The Illusions of Egalitarianism
Here is a consequence of egalitarianism. According to the Statistical Abstract of the United States, men’s life expectancy is on the average about 7 years less than women’s. There is thus an inequality between men and women….Egalitarians, thus must see it as a requirement of justice to equalize the life expectancy of men and women. This can be done, for instance, by men having more and better health care than women; by employing fewer men and more women in stressful or hazardous jobs; and by men having shorter work days and longer vacations than women…There remains the question of how to compensate the present generation of men for the injustice of having shorter lives than women. No compensation can undo the damage, but it may make it easier to bear. The obvious policy is to set up preferential treatment programs designed to provide for men at least some of the benefits they would have enjoyed had their life expectancy been equal to women’s. There is a lot of pleasure that could be had in those 7 years that men are not going to have. And since those years would have come at the end of their lives, when they are more likely to know their minds, their loss affects not only the quantity but also the quality of their not-to-be-had pleasures. One efficient way of compensating them for their loss is to set up government sponsored pleasure centers in which men may spend the hours and days gained from having shorter working days and longer vacations.

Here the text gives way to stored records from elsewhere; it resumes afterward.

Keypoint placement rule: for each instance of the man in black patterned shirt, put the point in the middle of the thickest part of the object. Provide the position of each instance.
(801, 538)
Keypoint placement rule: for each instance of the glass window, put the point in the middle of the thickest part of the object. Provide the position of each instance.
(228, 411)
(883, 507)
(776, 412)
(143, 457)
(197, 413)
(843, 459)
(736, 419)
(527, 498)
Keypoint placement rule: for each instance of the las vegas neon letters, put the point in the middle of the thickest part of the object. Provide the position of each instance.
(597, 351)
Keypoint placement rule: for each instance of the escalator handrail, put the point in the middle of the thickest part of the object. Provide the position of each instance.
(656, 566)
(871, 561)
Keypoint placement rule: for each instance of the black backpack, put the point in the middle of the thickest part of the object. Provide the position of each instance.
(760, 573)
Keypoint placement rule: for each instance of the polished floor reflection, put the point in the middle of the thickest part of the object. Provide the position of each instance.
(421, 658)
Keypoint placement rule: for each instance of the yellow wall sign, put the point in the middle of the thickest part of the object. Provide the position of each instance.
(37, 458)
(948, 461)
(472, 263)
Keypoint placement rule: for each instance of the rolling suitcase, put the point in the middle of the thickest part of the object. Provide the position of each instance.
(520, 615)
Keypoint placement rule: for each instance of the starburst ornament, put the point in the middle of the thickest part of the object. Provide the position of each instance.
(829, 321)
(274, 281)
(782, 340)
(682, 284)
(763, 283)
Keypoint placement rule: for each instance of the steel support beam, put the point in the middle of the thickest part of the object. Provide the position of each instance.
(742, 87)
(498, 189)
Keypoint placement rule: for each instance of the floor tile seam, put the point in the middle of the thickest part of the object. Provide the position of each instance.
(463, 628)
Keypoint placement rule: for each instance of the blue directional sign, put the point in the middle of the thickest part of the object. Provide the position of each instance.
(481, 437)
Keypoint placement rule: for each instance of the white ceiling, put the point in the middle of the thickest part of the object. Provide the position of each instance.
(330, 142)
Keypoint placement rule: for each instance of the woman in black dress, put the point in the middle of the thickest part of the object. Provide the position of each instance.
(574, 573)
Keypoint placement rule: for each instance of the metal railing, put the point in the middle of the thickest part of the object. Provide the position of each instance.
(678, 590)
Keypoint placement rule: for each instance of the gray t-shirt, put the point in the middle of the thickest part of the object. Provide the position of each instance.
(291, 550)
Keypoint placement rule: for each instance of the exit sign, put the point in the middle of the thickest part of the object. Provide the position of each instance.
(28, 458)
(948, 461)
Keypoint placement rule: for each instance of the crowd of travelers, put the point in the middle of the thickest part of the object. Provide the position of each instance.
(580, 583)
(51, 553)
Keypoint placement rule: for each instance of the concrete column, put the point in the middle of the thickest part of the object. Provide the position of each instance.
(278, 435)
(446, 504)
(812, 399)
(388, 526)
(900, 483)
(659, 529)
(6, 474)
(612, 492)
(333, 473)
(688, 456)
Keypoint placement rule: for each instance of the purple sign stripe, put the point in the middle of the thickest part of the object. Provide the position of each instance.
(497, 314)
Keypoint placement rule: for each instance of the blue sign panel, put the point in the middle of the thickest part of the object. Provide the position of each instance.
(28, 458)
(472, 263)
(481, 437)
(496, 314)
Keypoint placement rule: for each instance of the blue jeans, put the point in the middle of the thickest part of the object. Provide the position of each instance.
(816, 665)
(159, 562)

Read the whole post, taken from John Kekes’s new book The Illusions of Egalitarianism. I have long felt that egalitarianism makes no sense. I can understand assigning a priority to the interests of the poor. Donate a dollar to an orphan, not to Bill Gates. But the plight of the orphan is not worse because Gates exists (in practical terms quite the contrary). Nor do we worry about the “inequality” between the millionaires and the billionaires in Beverly Hills. Let’s not confuse egalitarianism with benevolence toward the needy.